We tested this system on a Clearpath robotics Warthog. The system architecture is described in figure 6. We equipped it with an Ouster OS1-64 lidar and a Vectornav VN-300 INS. Data from the IMU and wheel odometry was fused using an extended kallman filter to provide fused odometry data. Our map had a resolution of 20 cm with a size of 512x512 and updated at a rate of 2 Hz. The A* planner was ran at 4 Hz with the optimization module running at 10 Hz. The tests were done with a speed of 5 m/s, the vehicle’s maximum speed, and a minimum turning speed of 2 m/s.

The following experiments were done at the Texas A&M RELLIS campus. This first test was done around a large rock pile (figure 7). Figure 8 shows the test on the map. The goal point was given on the other side of the pile. The line in red shows the initial A* path, the blue line shows the resulting optimized path. Note that the resulting path is similar to the input path but avoids the sharp turns in the base path. The right figure shows the final driven path in yellow.
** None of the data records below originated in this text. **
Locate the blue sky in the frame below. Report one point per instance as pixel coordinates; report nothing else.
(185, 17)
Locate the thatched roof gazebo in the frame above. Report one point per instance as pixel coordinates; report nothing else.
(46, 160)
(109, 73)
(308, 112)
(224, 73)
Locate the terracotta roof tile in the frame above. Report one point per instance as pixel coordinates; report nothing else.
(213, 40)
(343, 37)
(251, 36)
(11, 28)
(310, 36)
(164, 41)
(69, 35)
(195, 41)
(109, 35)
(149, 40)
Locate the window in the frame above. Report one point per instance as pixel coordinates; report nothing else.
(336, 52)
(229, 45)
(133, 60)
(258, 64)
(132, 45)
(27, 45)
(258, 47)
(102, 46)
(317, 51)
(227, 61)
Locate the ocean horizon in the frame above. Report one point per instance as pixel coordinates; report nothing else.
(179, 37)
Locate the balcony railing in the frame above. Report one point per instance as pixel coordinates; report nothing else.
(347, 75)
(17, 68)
We can see that the driven path is initially similar to the first plan. However, once the vehicle can see the other side of the rocks the path is re-planned.

In test 2 we go around a large hill (figure 9). Note that the optimized path is significantly different from the base path (figure 10). Unlike the first experiment, the terrain around the hill is largely empty. Here, the planned path didn’t significantly change as the robot moved, but controller errors led to an overshoot of the first turn. However, this was smoothly corrected and the resulting path was still collision free.

In addition to the real testing we also did several runs in simulation. The simulator was created in the Unity game engine and is integrated with the Robot Operating System (ROS). The simulation vehicle is a replica of the Warthog used for the physical testing. Figure 11 shows the simulated test environment. First we ran the system with the A* planner as a baseline (figure 12). Next, the same path was ran with our optimizer running on top of the A* path (figure 13). All other settings were left unchanged. A maximum speed of 5 m/s and a minimum speed of 2 m/s were used. The goal point was set so the vehicle would go the small gap between the fence and boat. With only the A* path the vehicle would overshoot the path and get stuck in the gap. Adding the optimizer allowed the vehicle to successfully navigate the obstacles.